Around $130,000 in payments were made to Daniels in late 2016 to ensure that she would keep silent about Trump’s extramarital affair with her, which, if divulged during the presidential campaign season, could have harmed his chances of winning the election against then-Democratic candidate Hillary Clinton.
Trump’s personal lawyer at the time, Michael Cohen, has pleaded guilty to federal charges relating to those payments; in 2018, Cohen said that he facilitated the payments “at the direction of a candidate for federal office,” referring to Trump. In exchange for this service, the Trump Organization arranged to pay him $420,000, describing the payment as “legal fees,” which could constitute a crime under New York state law.
It is a felony to falsify business records in the state.

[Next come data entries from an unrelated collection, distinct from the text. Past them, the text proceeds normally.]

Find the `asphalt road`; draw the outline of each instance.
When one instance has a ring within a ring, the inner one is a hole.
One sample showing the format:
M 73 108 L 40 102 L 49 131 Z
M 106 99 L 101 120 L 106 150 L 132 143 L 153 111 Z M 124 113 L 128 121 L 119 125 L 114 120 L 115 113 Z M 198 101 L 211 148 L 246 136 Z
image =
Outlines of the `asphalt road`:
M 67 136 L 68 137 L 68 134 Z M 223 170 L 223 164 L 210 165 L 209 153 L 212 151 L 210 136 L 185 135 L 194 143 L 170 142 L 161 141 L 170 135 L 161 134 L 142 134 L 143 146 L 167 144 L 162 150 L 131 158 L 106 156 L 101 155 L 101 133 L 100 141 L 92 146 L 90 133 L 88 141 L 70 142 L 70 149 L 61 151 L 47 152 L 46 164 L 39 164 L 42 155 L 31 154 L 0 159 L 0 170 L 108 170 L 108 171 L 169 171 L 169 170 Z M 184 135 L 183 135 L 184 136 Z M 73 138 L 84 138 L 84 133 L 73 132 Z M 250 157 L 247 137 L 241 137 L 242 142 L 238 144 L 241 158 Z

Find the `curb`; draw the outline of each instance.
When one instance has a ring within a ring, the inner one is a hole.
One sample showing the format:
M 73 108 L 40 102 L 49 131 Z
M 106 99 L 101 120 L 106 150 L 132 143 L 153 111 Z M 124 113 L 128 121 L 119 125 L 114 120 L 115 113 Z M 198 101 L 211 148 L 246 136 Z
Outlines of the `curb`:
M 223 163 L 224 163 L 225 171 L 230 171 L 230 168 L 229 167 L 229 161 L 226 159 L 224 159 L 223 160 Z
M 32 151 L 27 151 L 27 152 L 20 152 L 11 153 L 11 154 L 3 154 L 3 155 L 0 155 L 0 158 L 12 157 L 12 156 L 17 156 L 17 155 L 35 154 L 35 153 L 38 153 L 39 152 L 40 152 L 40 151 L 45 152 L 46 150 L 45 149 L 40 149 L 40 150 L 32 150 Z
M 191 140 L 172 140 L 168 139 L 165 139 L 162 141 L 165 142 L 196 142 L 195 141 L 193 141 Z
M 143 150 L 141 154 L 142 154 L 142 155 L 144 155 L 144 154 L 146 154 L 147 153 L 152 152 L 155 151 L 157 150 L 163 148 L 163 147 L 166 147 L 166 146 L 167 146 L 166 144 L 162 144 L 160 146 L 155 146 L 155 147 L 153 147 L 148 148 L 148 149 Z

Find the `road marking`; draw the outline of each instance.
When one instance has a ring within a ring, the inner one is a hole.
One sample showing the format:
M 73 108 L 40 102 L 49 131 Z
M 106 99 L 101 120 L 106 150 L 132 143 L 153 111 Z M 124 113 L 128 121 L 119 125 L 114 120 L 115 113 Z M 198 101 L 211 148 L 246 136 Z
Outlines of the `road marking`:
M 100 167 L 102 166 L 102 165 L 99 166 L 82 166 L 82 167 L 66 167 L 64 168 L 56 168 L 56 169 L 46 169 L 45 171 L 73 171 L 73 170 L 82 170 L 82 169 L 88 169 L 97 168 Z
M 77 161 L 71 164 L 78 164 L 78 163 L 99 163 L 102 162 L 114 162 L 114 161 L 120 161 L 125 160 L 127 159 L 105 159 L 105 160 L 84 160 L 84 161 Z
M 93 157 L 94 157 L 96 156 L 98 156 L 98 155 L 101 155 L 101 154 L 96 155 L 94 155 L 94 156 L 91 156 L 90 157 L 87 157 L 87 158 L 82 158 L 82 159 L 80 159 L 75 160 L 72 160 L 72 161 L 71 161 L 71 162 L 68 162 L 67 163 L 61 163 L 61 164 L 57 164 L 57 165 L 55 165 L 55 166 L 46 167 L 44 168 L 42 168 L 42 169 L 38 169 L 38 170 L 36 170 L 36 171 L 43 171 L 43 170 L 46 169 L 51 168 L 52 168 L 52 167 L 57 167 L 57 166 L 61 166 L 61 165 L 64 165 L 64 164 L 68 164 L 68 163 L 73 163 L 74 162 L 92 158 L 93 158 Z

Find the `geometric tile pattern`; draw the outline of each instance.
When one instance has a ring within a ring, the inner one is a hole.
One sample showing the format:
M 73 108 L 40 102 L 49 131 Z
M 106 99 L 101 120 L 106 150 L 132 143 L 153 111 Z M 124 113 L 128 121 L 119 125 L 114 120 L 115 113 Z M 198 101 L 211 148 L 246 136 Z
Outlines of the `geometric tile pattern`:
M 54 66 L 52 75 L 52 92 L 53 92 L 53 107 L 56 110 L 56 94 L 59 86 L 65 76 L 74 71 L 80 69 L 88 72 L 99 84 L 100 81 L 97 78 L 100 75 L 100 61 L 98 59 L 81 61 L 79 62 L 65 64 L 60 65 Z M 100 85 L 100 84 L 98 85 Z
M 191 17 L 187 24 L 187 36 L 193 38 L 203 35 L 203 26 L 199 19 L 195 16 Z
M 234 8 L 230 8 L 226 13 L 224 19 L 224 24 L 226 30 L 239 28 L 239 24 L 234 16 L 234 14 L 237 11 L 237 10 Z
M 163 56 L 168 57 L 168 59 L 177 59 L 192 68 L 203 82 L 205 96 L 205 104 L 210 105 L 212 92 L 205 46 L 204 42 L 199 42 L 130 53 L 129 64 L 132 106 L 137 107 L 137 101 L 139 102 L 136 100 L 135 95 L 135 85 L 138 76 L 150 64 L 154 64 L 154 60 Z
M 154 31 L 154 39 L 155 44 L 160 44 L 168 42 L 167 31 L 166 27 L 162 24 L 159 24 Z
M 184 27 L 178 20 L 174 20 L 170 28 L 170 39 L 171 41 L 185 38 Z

A person found guilty of doing so faces up to four years in prison.
According to reporting from The New York Times, the case is considered a long shot, as it is dependent on an “untested legal theory” that might be difficult to prove. But prosecutors have taken a more aggressive approach in recent days, including contacting members of the Trump Organization, the Trump 2016 presidential campaign, and staff from The National Enquirer, which reportedly helped facilitate the hush money arrangement with Daniels.
At least one witness is believed to have met with the grand jury so far: David Pecker, the former publisher of The National Enquirer, was seen on Monday entering the building where the grand jury is convening. CNN also reported that Pecker had met with prosecutors that day.
The impaneling of a grand jury was somewhat surprising, as around a year ago, it appeared that the investigation was becoming dormant. At the time, sources told several media publications that Bragg appeared “disinterested” in the case and expressed doubts over the direction it was going in. His slowing-down of the inquiry led two lawyers in the Manhattan District Attorney’s office to abruptly resign in protest.
Trump responded to the re-amping up of the case in a post on his Truth Social website that also referenced the case in Georgia examining his efforts to overturn the 2020 presidential election, and the special counsel investigation examining his removal of documents from the White House when he left office.
This and other inquiries are only happening to please the “Fake News Media and the Democrat [sic] Party,” Trump said, adding that he also believed the investigations were happening because he is “leading by sooo much” in polls for the 2024 presidential election.
Trump’s polling numbers aren’t as good as he claims, however. An aggregate of polling data collected by RealClearPolitics shows that he’s behind President Joe Biden in a hypothetical rematch by around 1.2 points, on average. Support for him running for president (for a third time in as many presidential election cycles) is even worse: According to an Economist/YouGov poll published just last week, barely over a quarter of Americans (27 percent) said he should run, while 57 percent said they didn’t want him to.